Ahmed Ağa ve arkadaşları gitmişler:
-Sizi İstanbul'a götürelim! demişler.

O da:
-Şu anda nereye gideceğime dair henüz hiçbir emir almadım. 
Ama eğer İstanbul müsaadesi çıkarsa hay hay!.. demiş.

Bir müddet sonra hicret müsaadesi çıkmış ama, Türkiye'ye değil de Irak'a gitmesi gerekiyormuş, Bağdat'a... 
Bağdat'a götürmüşler, oraya yerleştirmişler. 
Orada vazifeye devam ederken ihtilâl olmuş. 
Irak ihtilâli olduğu gün, sabahleyin -gece sabaha doğru- Hazreti, hanımı, hizmetkârı ve eşyalarıyla
beraber Bağdat'da bir caminin avlusuna bırakıvermişler.

İşte o sırada Ahmed Ağa ve arkadaşları tekrar varmışlar, yine Türkiye'ye getirmek istemişler, fakat yine Türkiye'ye değil de bu defa da Pakistan yolu açılmış ve oraya götürmüşler.

Ahmed Ağa, bunları anlatınca şunu sordum ben: 
Esad Efendi Hazretlerinin "Divan"ında şöyle bir şiiri var: 

Ne yerden kârbân-ı gam göçer olsa konar bende
Belâ râhımdı şimdi bir muayyen menzil oldum ben..

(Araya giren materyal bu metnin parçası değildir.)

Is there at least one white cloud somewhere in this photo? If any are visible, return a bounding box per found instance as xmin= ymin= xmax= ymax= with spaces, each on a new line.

"Kutb-u Zaman", insanlık âlemine gelecek olan belâ ve musibetler önce kendisine uğruyor, ondan sonra gideceği yere taksim ediliyor veya gönderiliyor... 
Dolayısıyle hadiselerin haberleri de önce o zata geliyor ve ondan sonra hadiseler vaki oluyor, vuku buluyor. 
Bu zat "Kutb-u Zaman" olduğuna göre, Irak ihtilâli acaba kendisine haber verilmedi mi? diye sordum.

Ahmed Ağa, şööyle bir doğruldu: 

-Oğlum, mühim bir şey sordun.
Bu zat vazifeye geleli şu kadar zaman oldu, hiçbir zaman kendisine verilen tasarruf hakkını, hiçbir hadisede kullanmadı...
Kullanma niyeti de yok.
Buna rağmen, hadise vuku bulacağı an Cenâb-ı Hak kendisine bildirdi. 

O esnada Hacı Tahir Efendi: 
-Hacı Baba, o zatın bir resmini göremez miyiz? dedi.

Ahmed Ağa da:
-Görürsünüz Hoca Efendi, ben size getiririm bir ara, dedi. 

Hacı Tahir Efendi: 
-Efendim, büyükler böylesi talebler karşısında ellerini şöyle ceplerine atar atmaz maksat hasıl oluvermez mi? diye üsteleyince, hiç öyle bir tavır içine girdiğini görmemiştim Ahmed Ağa'nın. 
Aniden: 
-Onu da yaparız amma, kaldıramazsınız! dedi kızarak. 

Kızmıştı o gün, bayağı kızmıştı.

Kaynak: Lâdikli Ahmed Ağa, Mustafa ÖZDAMAR Sh.:189, 190, 191.